A breach of popular cross-platform communications app Discord may be incredibly serious, with a security research group claiming that 2.1 million passport and driving license photos were taken by hackers, versus the official claims of a "limited number of users."
On October 3, Discord issued a warning that it was the victim of a "Security Incident" that involved a third-party customer service platform. In reporting following the breach, it appears to be an attack on Zendesk.
Discord's account of the incident claims that it impacted a "limited number of users" who had contacted its Customer Support or Trust & Safety teams.
The attackers did not gain access to Discord directly, the company insists. No messages or activities on Discord itself were accessed, but communications to customer support were at risk of exposure.

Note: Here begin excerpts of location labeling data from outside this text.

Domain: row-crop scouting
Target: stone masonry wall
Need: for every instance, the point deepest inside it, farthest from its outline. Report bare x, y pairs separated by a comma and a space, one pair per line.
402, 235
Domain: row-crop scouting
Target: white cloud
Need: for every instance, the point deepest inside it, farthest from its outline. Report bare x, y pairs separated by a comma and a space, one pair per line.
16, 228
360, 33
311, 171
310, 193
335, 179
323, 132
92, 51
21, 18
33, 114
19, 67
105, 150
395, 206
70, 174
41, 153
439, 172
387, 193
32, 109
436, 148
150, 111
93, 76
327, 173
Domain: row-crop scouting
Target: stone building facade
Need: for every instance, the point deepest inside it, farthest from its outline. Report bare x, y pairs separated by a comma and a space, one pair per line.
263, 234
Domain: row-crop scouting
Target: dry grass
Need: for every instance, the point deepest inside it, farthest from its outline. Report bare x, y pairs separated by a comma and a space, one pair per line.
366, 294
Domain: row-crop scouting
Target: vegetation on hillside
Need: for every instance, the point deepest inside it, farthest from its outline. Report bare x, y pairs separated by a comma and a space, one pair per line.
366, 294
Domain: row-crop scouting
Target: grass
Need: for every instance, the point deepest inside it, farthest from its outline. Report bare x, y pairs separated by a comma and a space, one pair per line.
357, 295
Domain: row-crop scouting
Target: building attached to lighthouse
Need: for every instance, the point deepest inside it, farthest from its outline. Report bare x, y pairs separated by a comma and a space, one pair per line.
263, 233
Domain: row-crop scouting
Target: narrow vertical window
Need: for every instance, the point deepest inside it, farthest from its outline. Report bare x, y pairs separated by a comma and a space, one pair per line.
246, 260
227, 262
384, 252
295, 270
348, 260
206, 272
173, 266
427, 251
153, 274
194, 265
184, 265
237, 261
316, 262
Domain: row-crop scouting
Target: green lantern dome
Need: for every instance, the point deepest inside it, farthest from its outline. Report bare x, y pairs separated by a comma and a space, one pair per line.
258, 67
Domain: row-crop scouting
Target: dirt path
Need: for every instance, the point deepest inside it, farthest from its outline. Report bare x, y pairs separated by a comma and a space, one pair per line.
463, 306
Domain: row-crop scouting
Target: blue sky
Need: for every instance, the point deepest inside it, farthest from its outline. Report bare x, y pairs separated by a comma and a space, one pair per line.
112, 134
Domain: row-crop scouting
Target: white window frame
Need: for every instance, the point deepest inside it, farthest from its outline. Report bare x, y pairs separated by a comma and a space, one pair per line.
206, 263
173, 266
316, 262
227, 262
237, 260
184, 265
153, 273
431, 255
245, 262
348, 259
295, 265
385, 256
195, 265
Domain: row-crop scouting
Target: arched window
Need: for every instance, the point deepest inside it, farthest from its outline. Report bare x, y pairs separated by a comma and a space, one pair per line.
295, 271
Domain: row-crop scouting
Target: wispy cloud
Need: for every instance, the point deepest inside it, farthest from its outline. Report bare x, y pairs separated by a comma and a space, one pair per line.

Management then took steps to revoke access to the Discord ticketing system by Zendesk, as well as launching an internal investigation and employing a computer forensics firm. Discord is also contacting affected users and working with law enforcement on the matter.
A question of impact
When it comes to what data was at risk, Discord says this includes:
- User names
- Discord usernames
- Email addresses
- Other contact details provided to Discord customer support
- Payment type
- Last four digits of a user's credit card
- Account-associated purchase history
- Messages with customer support agents
- IP addresses
- "Limited corporate data" such as training materials.
Discord insists that full credit card numbers, Discord messages and activity, and passwords or authentication data were not part of the breach.
The official announcement on Saturday by the company didn't disclose how many accounts were affected by the breach in total. Discord on Wednesday updated its document, stating the "small number of government-ID images" amounts to 70,000.
While Discord describes them as a "small number," one well-known breach-researching X account proposes a much higher number, which is what drove Discord's official response.
According to "vx-underground," there was a total of 1.5 terabytes of age verification-related photos in the haul. That amounts to 2.19 million images of driving licenses and passports.
Discord has 689 million registered users and 259 million monthly active users, for comparison.
The account adds that the image trove of personal details gave considerable "leverage" to an attacker. Given the widespread use of Discord, this could also affect celebrities, politicians, government officials, and other major targets.
Little for users to do
The breach has affected users on multiple platforms, including iOS, macOS, and iPadOS. However, since it involves Discord's consumer help desk, it won't really affect any users directly unless they contacted support and supplied information, like their driver's license.
For those users, Discord has assured that it will be contacting people who will have been affected by the breach directly with next steps.
Even so, for general Internet users, the release of such sensitive information could be a problem, even if it isn't theirs. The details could be used not only directly for attacking accounts, but also as proof in a phishing attack.
Internet users should maintain good online hygiene, including when and where they download apps and files of a questionable source. When it comes to talking to someone, consider whether the information would be obtainable from a license or a passport, or otherwise collected by an attacker when talking to people online.
Updated October 8, 9:25 p.m. to reflect Discord updating its original statement with the 70,000 number.